After no ticket matched all six numbers drawn on Friday, the top prize is now $432 million for the next drawing on Tuesday night. Powerball’s jackpot is at $384 million for Saturday night’s drawing.
While the chance of a single ticket matching all six numbers in either game is miniscule — 1 in 302 million for Mega Millions and 1 in 292 million for Powerball — it’s still worth considering how you would handle such a windfall if you were to beat the odds.
The after-tax amount would be life changing. Experts say large lottery winners should assemble a team of experienced professionals — an attorney, a tax advisor and a financial advisor — to help navigate the windfall.
Here are some things winners should consider before heading to lottery headquarters to claim their prize.
Who can I tell?
The general advice is to tell as few people as possible. Due to scammers and strangers’ penchant for tracking down lottery winners, it’s best to keep the exciting news close.
You may be able to shield your identity from the public, depending on what state you’re in.
Only a handful allow winners to remain completely anonymous. In others, you might be able to claim the prize via a trust or limited liability corporation, or LLC, that doesn’t have your name on it — yet you need to plan for that.
You really should never take the money in your individual name if possible.

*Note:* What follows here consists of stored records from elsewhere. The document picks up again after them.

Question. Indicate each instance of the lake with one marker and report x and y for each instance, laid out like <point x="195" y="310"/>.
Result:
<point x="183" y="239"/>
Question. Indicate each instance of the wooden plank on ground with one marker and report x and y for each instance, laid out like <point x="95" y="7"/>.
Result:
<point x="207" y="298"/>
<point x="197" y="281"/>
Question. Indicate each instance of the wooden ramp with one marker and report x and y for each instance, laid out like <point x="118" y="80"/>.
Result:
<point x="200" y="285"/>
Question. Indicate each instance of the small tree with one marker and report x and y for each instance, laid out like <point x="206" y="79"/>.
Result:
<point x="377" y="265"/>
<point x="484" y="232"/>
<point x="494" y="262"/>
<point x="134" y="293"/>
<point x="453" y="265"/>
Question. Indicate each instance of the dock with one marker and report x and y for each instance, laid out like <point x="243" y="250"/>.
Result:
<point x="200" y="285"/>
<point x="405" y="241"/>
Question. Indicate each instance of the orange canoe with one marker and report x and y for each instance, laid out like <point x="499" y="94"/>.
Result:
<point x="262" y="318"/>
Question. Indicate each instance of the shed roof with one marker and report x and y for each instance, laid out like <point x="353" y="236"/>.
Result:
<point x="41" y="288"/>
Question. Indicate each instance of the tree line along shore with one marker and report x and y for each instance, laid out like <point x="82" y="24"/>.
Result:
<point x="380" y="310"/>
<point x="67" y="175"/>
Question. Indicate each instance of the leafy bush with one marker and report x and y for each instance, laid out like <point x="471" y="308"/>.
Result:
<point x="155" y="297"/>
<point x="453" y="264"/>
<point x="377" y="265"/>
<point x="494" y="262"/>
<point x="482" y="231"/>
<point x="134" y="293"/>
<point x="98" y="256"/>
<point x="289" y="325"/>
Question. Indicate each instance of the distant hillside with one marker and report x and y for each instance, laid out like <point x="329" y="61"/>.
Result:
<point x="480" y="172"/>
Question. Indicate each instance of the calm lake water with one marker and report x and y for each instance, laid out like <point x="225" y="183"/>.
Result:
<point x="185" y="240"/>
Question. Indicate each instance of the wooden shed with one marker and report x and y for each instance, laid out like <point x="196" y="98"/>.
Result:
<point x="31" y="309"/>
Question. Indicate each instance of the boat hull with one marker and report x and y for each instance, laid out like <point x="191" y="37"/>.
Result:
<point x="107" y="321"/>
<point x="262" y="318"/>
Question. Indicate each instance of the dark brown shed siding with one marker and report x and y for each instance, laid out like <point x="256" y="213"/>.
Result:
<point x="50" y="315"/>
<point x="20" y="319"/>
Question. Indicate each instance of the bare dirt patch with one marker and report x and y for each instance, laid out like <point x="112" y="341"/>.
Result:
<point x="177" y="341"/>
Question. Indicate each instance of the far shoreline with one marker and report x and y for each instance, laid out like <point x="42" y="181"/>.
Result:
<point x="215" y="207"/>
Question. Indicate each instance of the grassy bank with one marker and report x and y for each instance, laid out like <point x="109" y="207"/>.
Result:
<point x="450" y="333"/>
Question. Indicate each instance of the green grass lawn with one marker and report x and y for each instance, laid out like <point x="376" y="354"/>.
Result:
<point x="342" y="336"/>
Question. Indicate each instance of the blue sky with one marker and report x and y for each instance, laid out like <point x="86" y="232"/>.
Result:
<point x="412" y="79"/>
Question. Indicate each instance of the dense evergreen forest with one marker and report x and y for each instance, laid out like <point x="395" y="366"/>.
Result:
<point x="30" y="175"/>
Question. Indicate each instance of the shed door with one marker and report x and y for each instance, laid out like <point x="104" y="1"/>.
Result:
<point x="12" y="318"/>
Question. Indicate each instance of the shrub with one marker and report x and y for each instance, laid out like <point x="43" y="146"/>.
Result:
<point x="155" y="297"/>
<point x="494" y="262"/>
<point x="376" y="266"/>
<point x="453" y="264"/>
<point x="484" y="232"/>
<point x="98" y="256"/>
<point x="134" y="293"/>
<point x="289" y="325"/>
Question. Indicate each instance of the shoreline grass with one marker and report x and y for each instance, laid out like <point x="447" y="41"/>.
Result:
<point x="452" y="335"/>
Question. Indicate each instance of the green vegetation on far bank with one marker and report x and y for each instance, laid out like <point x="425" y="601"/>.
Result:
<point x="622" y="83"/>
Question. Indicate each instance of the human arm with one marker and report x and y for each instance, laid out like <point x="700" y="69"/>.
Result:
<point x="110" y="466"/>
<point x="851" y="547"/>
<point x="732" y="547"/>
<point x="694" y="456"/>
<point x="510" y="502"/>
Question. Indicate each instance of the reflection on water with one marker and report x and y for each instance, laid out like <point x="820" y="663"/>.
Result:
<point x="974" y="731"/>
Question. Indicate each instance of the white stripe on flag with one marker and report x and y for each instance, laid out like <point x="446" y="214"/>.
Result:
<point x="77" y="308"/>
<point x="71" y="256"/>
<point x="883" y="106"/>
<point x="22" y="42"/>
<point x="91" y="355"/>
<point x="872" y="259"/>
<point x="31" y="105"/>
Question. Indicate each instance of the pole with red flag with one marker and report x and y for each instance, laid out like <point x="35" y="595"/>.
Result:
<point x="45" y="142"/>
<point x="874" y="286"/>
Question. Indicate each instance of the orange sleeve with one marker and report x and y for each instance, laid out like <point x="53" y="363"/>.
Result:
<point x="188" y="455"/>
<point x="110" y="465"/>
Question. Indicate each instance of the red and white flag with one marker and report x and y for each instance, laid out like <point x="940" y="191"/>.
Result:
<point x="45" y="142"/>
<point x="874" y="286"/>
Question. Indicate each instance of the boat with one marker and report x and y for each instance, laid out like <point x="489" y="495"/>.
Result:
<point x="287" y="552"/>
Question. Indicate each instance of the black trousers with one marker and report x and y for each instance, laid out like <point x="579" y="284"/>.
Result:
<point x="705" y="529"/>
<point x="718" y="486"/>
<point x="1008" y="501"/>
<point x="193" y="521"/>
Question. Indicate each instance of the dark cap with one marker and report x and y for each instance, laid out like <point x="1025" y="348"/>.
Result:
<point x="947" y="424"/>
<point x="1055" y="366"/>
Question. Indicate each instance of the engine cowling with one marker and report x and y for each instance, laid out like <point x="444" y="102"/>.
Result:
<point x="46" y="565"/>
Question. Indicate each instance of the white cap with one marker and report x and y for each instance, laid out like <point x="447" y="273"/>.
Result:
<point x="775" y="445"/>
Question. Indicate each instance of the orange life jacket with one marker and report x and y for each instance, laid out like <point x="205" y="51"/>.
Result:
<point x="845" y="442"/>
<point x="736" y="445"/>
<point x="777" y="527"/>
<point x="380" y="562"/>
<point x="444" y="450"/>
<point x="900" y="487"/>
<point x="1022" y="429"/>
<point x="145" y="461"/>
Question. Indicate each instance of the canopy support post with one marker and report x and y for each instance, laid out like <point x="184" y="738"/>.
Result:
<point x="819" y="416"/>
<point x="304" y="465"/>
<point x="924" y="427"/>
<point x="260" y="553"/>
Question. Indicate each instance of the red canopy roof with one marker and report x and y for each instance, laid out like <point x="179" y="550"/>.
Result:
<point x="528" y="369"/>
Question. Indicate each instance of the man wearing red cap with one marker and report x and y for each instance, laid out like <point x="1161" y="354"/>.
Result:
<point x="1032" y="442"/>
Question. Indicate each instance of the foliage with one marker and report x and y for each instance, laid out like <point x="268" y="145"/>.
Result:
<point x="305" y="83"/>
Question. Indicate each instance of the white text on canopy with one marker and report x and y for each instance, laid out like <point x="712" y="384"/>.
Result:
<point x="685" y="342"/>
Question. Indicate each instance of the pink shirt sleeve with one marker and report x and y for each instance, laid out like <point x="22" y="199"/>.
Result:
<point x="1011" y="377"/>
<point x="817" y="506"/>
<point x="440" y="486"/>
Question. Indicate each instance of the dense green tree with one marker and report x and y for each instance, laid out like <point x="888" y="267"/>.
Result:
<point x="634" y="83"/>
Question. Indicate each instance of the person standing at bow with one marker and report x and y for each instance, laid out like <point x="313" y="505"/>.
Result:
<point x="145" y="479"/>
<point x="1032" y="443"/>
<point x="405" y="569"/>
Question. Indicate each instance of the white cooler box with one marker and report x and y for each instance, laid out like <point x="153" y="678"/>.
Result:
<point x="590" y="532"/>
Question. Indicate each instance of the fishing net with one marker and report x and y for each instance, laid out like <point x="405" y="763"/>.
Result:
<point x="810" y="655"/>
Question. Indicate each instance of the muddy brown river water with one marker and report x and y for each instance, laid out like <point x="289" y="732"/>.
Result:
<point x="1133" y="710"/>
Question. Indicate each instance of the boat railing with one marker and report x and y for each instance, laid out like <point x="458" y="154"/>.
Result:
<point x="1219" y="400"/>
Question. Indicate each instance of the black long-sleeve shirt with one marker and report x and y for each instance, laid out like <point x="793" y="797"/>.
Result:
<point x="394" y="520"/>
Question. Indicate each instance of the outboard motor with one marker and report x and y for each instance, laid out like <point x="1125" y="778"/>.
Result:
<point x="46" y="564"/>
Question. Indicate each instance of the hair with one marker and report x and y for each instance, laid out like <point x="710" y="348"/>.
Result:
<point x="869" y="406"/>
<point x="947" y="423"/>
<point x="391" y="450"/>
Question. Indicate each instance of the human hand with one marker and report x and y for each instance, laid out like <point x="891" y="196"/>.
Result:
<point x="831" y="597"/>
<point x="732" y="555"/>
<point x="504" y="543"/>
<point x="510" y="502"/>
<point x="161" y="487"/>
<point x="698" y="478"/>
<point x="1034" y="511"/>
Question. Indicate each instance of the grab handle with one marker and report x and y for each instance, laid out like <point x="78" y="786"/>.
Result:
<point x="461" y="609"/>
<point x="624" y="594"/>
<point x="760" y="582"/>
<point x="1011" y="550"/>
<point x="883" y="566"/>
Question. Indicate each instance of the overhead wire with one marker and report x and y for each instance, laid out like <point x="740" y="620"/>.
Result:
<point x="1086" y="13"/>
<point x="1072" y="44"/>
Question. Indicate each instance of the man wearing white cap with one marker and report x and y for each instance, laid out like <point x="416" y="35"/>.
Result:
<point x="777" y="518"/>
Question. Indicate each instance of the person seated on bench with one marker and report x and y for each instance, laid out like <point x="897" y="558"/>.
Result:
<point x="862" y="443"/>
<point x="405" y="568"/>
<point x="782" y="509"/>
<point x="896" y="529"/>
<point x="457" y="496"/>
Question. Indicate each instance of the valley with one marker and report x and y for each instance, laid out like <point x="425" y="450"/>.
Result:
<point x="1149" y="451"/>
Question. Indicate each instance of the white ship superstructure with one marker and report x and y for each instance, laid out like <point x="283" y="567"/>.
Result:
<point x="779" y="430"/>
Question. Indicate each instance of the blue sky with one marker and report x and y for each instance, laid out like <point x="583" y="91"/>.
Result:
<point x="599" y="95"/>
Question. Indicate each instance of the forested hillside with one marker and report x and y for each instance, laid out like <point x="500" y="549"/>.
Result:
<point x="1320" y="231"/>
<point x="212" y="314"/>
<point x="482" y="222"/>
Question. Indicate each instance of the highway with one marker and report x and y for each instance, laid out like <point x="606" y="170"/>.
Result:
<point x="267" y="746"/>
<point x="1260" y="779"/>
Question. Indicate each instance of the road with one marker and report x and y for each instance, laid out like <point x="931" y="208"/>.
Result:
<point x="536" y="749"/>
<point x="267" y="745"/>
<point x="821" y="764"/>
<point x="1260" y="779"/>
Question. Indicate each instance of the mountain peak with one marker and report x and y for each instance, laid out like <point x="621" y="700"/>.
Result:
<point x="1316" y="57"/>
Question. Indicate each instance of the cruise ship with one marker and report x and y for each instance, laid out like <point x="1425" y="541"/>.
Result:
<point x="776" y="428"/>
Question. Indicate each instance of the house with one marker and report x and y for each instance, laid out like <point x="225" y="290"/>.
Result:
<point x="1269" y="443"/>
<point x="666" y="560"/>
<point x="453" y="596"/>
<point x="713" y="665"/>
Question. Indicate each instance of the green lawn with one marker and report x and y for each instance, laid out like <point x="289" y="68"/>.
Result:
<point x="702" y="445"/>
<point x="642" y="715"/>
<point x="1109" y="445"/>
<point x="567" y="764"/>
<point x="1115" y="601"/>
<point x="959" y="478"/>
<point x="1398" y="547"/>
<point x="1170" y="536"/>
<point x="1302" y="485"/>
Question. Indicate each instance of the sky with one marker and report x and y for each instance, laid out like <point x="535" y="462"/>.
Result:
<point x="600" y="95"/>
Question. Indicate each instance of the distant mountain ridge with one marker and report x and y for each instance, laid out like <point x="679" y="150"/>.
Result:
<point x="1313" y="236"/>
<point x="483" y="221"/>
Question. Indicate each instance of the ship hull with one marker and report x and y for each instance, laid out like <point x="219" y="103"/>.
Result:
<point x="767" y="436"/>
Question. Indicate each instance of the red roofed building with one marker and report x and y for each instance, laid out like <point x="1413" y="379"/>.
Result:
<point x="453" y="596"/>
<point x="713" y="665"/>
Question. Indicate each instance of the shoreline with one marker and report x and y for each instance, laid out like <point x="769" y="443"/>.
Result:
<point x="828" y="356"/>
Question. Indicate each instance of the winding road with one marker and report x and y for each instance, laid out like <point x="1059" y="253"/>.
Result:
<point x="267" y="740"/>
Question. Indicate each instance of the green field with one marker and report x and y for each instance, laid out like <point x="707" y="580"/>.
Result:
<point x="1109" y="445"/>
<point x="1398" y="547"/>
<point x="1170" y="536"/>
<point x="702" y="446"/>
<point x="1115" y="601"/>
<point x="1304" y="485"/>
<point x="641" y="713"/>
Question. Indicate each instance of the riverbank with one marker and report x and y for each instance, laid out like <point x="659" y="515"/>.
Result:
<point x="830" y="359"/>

Founder of Panouses Law Group
“You really should never take the money in your individual name if possible,” said Kurt Panouses, founder of Panouses Law Group in Indialantic, Florida, and an expert in helping lottery winners.
Lump sum or annuity?
You get to choose between receiving your win as a lump sum of cash or as an annuity spread out over three decades. Either way, the money will be taxed when you receive it.
Right now, federal income taxes are low from a historical standpoint — and it’s impossible to know where they may be years from now. This means that from a tax perspective, it could cost you more to take the annuity because tax rates are more likely to increase down the road than decrease, experts say.
“So the question is do you want to pay all this income tax this year, or take the money over many years not knowing where we might be income-tax-wise in 10 or 15 years,” Panouses said.
What is the tax hit?
Before the windfall reaches you, 24% will be withheld for federal taxes. However, because the top marginal rate is 37%, you can count on owing more at tax time — which would be April 2022 for prizes claimed in 2021.
For the $432 million Mega Millions jackpot, the lump sum option is $329.7 million. The 24% withholding would mean $79.1 million going to Uncle Sam, leaving you with $250.6 million.
Assuming you had no reduction to your taxable income — such as large charitable contributions — another 13%, or about $42.8 million, would be due to at tax time. That would be $121.9 million in all going to the IRS.
For Saturday night’s $384 million Powerball’s jackpot drawing, the cash option is $295.4 million. The 24% federal withholding would reduce that by $70.9 million, with another 13%, or $38.4 million, due at tax time. In all, that would be $109.3 million going to federal coffers.
And then there are state taxes. They range from zero to more than 8%, depending on where the ticket was purchased and where the winner lives. In other words, you could end up paying more than 45% in taxes.